O-176 Genetics of teratozoospermia

Male infertility, affecting over 20 million men worldwide, is a significant health concern with a strong yet underexplored genetic basis. Recent advances in genetic sequencing, particularly the use of whole-exome sequencing (WES), have enabled the identification of many genetic causes of teratozoospermia, including AURKC mutations in macrozoospermia, DPY19L2 defects in globozoospermia, and DNAH1 mutations in patients with flagellar abnormalities, collectively termed multiple morphological abnormalities of the flagella (MMAF). A comprehensive literature review on human genetics, experimental models, and teratozoospermia physiopathology confirmed that DPY19L2 deletions account for over 90% of globozoospermia cases, while two recurrent AURKC mutations explain 70% of macrozoospermia cases. Notably, an AURKC diagnosis indicates that intracytoplasmic sperm injection (ICSI) cannot be successful, while DPY19L2 mutations are associated with very low fertilization rates, which can be improved through artificial oocyte activation (AOA) using calcium ionophore. Over 50 genes have now been linked with the MMAF phenotype, allowing a diagnosis efficiency of approximately 50%. Data from human and animal models shows that MMAF primarily arises from defects in the axoneme, a microtubule-based structure that serves as the backbone and enables the movement of sperm flagella and motile cilia.
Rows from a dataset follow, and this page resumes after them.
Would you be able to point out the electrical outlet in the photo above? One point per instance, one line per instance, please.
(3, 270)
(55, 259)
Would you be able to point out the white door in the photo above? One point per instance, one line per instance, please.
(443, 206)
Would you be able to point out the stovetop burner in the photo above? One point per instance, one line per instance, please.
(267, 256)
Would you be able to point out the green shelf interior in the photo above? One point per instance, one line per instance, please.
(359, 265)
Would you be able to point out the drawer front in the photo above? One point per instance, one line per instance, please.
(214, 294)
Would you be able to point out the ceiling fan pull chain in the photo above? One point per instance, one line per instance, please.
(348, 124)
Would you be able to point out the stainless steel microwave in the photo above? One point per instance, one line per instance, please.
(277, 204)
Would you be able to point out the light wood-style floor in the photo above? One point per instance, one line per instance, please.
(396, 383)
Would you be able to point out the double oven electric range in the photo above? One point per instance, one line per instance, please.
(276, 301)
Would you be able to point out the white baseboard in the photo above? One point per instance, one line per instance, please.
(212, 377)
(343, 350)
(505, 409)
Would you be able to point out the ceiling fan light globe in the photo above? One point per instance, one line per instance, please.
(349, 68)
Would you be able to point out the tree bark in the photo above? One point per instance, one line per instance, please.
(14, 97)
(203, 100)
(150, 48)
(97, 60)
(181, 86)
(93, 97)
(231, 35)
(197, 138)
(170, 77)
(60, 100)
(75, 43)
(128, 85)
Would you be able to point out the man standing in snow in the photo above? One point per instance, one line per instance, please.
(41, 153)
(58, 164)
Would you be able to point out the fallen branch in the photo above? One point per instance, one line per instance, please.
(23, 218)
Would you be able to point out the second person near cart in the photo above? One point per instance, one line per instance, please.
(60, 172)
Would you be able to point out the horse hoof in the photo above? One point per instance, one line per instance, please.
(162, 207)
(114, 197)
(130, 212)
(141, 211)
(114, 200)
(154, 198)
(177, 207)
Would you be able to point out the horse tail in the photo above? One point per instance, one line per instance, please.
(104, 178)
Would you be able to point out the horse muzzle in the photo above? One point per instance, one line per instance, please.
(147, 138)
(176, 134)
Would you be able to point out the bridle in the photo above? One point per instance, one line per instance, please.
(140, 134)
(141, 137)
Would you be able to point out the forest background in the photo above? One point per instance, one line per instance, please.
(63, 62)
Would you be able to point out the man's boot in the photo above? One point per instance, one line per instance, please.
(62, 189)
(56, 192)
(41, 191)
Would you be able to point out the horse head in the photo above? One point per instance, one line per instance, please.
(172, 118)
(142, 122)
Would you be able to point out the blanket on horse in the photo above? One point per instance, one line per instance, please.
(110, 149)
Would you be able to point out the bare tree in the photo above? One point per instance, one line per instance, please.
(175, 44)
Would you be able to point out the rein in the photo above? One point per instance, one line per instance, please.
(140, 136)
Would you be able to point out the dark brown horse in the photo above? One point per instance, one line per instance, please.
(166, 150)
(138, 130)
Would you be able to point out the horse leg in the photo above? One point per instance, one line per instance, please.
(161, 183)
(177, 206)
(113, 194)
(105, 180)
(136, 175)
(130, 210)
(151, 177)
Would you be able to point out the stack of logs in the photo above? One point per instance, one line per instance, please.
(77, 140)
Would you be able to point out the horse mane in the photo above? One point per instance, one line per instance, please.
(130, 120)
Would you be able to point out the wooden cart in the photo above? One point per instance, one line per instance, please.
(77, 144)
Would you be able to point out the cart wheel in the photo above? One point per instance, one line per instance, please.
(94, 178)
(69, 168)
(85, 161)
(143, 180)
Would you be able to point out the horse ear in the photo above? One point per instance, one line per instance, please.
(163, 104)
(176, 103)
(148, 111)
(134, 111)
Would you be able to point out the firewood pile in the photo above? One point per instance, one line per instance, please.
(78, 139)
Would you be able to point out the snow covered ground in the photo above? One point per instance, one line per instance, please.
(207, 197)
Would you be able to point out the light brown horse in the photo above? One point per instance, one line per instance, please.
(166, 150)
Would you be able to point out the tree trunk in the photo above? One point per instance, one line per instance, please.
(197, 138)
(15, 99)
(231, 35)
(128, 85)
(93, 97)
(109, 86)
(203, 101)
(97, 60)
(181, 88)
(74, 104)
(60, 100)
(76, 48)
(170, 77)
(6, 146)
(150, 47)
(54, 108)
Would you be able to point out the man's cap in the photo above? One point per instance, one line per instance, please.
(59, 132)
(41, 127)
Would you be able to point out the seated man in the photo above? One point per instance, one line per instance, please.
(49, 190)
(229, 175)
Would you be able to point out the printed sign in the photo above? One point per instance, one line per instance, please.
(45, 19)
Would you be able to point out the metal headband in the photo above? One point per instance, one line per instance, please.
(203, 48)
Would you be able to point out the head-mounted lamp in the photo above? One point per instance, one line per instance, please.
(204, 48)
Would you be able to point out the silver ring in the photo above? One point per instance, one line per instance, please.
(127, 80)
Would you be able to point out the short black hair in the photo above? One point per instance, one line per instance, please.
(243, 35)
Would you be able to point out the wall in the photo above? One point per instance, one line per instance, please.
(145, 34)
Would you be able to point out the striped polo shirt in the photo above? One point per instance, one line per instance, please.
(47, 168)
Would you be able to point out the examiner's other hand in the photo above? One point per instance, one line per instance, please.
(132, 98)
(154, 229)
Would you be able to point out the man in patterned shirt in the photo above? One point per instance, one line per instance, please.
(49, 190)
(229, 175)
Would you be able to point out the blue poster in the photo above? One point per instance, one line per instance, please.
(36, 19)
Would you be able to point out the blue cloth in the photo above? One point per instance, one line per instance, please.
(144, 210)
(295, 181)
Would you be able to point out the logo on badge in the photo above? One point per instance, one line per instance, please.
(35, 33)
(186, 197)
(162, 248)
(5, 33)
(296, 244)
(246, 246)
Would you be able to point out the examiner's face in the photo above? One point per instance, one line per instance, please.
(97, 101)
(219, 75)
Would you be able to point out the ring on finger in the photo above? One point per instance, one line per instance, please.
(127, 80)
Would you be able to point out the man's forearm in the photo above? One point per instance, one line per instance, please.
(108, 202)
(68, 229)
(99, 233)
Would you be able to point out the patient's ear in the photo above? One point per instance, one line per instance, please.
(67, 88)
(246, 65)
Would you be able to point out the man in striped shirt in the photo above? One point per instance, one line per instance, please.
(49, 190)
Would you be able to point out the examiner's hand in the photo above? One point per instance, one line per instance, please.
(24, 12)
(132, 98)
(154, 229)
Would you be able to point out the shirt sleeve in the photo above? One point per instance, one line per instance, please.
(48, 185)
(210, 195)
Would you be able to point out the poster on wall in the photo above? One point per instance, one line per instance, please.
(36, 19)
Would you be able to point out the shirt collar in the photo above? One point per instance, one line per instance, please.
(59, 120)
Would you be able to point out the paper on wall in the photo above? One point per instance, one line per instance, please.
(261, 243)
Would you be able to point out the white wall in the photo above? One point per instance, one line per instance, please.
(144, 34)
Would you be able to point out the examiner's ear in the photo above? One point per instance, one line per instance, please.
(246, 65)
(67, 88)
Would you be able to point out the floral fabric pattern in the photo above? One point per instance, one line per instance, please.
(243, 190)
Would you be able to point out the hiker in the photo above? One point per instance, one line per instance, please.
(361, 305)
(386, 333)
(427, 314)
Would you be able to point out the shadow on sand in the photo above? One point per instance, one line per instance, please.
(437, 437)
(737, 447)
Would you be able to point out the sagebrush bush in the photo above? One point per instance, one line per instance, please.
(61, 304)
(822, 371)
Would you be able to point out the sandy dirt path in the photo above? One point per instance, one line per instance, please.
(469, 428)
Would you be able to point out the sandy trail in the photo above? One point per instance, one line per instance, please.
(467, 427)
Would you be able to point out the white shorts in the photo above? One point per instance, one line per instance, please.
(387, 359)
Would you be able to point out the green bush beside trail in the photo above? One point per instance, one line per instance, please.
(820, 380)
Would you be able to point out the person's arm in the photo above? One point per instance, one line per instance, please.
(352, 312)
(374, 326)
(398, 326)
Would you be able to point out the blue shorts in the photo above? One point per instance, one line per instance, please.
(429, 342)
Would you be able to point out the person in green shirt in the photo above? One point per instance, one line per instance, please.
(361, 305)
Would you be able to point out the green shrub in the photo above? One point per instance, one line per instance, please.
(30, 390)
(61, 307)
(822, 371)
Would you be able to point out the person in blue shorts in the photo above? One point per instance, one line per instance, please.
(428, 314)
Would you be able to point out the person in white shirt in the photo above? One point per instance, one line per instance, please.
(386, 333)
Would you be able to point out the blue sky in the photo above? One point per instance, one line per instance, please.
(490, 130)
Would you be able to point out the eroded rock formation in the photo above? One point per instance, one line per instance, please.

As a result, in addition to their primary infertility, a proportion of MMAF patients develop a primary ciliary dyskinesia (PCD) suggesting that a pulmonary functional test should be proposed to all. These insights, driven by advances in genetic sequencing, enhance our understanding of teratozoospermia, improve diagnostic strategies, guide genetic counseling and pave the way for preventive medicine and potential personalized treatments targeting defective gene products.